RAG Tool Object Storage Guidelines for Generative AI Agents

Review the following guidelines to prepare Object Storage data for RAG tools in Generative AI Agents.

General Guidelines

To prepare data for Generative AI Agents data sources in OCI Generative AI Agents follow these guidelines:

  • Data Sources: Data for Generative AI Agents must be uploaded as files to an Object Storage bucket.
  • Number of Buckets: Only one bucket is allowed per data source.
  • Supported File Types: Only PDF and txt files are supported.
  • File Size Limit: Each file must be no larger than 100 MB.
  • PDF Contents: PDF files can include images, charts, and reference tables but these must not exceed 8 MB.
  • Chart Preparation: No special preparation is needed for charts, as long as they're two-dimensional with labeled axes. The model can answer questions about the charts without explicit explanations.
  • Table Preparation: Use reference tables with several rows and columns. For example, the agent can read the table on the limits page.
  • URLs: All the hyperlinks present in the PDF documents are extracted and displayed as hyperlinks in the chat response.
  • Data Not Ready: If your data isn't yet available, create an empty folder for the data source and populate it later. This way, you can ingest data into the source after the folder is populated.
Getting Access

Set up the following Object Storage permissions before you proceed.

  • User access to Object Storage files
  • Data ingestion job access to Object Storage files for long-running jobs

See Getting Access for the permissions.

Enhancing Responses with Metadata Filtering

The metadata filtering feature aims to improve response quality by using filter conditions that you define, helping the model generate answers relevant to the content scope.

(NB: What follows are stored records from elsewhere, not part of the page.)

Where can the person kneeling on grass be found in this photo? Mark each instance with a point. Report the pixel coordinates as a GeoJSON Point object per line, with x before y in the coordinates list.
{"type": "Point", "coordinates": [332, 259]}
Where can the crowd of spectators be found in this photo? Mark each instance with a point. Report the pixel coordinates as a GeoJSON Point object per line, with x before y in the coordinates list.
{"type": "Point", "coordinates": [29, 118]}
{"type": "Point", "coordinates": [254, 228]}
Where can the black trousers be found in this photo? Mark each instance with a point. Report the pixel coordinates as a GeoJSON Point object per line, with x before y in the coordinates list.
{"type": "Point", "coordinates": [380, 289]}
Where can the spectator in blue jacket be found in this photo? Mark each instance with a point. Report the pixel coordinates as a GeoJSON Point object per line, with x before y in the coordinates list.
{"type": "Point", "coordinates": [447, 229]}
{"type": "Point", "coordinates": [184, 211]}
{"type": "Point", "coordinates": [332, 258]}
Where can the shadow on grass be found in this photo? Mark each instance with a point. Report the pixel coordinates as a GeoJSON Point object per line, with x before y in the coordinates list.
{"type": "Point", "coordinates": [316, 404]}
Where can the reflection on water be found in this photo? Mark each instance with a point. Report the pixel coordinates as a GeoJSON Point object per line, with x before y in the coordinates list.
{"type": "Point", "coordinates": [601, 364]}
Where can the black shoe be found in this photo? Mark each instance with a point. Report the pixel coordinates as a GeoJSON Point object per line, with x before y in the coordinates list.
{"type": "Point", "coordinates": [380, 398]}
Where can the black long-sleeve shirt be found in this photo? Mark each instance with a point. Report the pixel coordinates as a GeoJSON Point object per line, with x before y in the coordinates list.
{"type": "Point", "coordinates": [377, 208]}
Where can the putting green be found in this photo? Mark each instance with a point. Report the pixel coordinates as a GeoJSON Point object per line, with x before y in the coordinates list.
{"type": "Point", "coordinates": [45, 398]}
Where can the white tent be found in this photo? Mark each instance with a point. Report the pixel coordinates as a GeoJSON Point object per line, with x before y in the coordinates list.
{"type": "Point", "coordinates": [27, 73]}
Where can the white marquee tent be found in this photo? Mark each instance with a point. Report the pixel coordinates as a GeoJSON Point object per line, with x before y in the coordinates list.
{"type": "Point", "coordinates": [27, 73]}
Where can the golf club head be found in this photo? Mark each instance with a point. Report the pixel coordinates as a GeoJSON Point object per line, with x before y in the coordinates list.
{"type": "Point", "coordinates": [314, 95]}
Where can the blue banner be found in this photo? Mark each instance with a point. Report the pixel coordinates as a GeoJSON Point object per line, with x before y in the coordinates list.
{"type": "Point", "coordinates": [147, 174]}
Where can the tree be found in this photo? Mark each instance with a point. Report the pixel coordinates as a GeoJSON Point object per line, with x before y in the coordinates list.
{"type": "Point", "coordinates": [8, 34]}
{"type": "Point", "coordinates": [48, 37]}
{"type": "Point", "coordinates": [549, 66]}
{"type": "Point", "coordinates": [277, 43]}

Review the following options to select one or more methods that works best for you.

Method Location Usage
Include metadata for all the files in a bucket without mentioning the file names. Create a _common.metadata.json file at the Object Storage root level. Use this file for metadata that's common to all files in the bucket. This method helps avoid entering metadata duplicates across objects.
In one file create a metadata entry for each file in a bucket and include the file names. Create an _all.metadata.json file at the Object Storage root level. Use this method if you have a lot of files and creating one file that includes all the file names is more convenient for you than creating one metadata file per file.
Create a metadata file for each file in a bucket. Create a <file-name>.metadata.json file for each file, at the file level. Use this method when metadata differs for each file and there aren't many files to create a metadata file for, or if you're automating the creation of the metadata files.
Add Object Storage metadata headers to each file. Add metadata header through each file'sObject Storage metadata property. Use this method, if you have few metadata properties to include. We recommend you use the other methods with JSON files, because files are easier to update and manage and metadata headers are difficult to update.

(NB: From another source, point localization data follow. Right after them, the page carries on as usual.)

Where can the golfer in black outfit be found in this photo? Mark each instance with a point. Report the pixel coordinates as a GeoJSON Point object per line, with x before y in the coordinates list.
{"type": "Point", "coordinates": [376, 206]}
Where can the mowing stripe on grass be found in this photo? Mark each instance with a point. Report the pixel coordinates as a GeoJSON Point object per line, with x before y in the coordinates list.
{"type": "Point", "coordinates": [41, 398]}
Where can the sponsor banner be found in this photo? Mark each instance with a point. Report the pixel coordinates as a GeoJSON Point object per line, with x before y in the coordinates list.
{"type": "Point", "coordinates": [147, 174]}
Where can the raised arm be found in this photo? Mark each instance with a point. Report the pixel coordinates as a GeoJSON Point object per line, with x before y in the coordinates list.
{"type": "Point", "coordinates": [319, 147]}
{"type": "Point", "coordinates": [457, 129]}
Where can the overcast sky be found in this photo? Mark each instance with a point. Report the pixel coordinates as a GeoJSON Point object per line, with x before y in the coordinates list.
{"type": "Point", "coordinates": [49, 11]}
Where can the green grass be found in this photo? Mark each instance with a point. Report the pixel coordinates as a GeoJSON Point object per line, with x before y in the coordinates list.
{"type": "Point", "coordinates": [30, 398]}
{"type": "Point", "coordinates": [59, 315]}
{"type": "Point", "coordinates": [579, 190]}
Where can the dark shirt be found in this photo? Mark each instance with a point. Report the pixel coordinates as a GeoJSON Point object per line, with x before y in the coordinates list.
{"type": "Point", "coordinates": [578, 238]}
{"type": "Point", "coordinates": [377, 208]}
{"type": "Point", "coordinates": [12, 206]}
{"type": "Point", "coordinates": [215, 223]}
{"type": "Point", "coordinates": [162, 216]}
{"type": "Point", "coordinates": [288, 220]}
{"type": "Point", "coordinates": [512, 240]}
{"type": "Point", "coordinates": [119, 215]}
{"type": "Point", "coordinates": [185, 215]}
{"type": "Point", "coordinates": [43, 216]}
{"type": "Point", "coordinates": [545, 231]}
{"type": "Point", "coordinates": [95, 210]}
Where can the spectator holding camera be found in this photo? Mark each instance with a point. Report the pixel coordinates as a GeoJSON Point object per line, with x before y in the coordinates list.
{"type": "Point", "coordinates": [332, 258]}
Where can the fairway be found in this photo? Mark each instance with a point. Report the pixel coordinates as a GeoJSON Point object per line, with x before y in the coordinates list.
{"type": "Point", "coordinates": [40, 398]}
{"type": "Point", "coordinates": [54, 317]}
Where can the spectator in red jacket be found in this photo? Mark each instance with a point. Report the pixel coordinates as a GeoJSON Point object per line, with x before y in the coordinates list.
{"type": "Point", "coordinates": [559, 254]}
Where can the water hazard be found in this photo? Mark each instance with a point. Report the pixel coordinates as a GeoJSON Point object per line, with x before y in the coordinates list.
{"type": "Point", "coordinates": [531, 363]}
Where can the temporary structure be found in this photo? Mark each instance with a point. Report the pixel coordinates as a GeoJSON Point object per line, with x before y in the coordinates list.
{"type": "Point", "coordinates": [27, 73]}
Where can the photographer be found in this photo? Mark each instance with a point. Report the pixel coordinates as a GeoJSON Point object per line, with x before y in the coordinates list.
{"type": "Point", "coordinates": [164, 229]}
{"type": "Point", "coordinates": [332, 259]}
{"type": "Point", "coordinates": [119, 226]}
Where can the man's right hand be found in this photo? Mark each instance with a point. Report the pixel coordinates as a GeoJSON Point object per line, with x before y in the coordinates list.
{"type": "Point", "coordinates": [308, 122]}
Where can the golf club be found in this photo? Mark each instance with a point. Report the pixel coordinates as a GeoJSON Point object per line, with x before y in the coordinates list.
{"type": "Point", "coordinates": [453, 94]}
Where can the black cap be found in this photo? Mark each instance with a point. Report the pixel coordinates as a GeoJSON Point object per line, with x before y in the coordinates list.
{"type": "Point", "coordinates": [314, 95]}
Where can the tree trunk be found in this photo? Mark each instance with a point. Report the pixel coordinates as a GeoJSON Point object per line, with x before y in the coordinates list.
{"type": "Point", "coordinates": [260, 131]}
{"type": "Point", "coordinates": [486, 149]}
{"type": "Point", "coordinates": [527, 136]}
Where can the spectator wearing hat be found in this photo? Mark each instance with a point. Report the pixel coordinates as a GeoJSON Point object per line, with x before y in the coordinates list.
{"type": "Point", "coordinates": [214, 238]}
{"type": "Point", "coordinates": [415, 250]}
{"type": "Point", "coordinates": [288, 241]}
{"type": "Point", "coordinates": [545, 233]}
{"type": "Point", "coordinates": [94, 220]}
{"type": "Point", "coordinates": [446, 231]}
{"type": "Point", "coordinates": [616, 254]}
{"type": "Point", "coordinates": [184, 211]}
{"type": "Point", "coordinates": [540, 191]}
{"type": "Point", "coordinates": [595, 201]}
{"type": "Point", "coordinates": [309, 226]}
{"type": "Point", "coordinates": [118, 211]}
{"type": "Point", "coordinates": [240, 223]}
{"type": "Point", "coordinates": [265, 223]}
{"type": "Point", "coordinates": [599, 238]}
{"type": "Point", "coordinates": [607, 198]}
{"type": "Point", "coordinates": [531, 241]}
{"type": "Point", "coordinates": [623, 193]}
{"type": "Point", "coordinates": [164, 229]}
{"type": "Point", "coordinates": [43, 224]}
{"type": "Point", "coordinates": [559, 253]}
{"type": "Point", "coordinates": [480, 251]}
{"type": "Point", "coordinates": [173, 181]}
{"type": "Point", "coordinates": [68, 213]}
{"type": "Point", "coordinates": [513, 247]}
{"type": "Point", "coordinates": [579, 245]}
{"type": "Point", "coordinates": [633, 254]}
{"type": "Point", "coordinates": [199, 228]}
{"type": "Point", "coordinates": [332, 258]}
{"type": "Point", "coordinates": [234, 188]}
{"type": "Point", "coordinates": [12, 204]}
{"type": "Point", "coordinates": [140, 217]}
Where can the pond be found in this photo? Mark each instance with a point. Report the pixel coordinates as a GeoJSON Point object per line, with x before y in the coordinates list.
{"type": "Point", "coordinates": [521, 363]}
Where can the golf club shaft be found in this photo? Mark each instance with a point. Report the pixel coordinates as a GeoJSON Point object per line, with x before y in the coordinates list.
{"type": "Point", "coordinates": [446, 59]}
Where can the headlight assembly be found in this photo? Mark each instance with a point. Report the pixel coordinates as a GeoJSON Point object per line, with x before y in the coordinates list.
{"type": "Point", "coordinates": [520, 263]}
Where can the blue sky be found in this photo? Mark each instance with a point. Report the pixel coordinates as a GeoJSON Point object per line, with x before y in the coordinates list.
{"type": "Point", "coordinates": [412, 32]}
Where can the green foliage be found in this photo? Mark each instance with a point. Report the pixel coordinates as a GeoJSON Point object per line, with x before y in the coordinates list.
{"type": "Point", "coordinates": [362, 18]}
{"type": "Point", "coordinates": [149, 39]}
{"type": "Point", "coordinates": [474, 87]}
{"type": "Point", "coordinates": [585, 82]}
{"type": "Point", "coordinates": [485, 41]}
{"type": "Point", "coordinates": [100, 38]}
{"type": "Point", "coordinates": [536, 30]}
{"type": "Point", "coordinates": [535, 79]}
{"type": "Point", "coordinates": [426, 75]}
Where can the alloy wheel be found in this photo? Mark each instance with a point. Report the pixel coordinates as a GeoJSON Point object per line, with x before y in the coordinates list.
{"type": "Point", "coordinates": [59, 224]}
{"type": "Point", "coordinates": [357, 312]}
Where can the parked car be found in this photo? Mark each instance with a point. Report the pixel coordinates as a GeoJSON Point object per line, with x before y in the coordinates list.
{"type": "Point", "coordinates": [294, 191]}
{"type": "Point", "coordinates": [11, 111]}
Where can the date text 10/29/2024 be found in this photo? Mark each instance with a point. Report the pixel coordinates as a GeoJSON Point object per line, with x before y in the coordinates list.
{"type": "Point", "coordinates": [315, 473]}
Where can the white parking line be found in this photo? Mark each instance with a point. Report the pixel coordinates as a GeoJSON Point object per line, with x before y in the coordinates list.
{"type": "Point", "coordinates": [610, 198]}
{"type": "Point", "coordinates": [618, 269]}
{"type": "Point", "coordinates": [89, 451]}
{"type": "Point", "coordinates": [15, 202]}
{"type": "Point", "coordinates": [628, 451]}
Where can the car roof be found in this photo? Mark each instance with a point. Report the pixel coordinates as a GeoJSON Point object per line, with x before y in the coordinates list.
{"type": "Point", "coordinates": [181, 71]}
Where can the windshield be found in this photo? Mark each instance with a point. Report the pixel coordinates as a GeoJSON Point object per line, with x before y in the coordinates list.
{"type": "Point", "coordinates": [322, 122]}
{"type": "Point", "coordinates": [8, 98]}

For all methods in the preceding table, you must define a metadata schema file called _metadata_schema.json at the Object Storage root level. Here's an example hierarchy of where you save the metadata files.

An image that shows hierarchy for metadata files in Object Storage. The bucket_root has the following files: _all.metadata.json, _common.metadata.json, _metadata_schema.json, file_0.pdf, file_0.pdf.metadata.json, folder_1, and folder_2. Then, folder_1 includes file_1.pdf and file_1.pdf.metadata.json and folder_2 includes file_2.pdf and file_2.pdf.metadata.json.

The following steps show how to format the metadata JSON files using examples.

  1. Create a metadata schema file called _metadata_schema.json and save it at the Object Storage root level. For example:
    {
        "metadataSchema": [
            {
                "name": "field_1",
                "type": "integer"
            },
            {
                "name": "field_2",
                "type": "string"
            },
            {
                "name": "field_3",
                "type": "list_of_string"
            },
            {
                "name": "field_4",
                "type": "double"
            }  
        ]
    }

    Allowed values are integer, string, list_of_string, and double.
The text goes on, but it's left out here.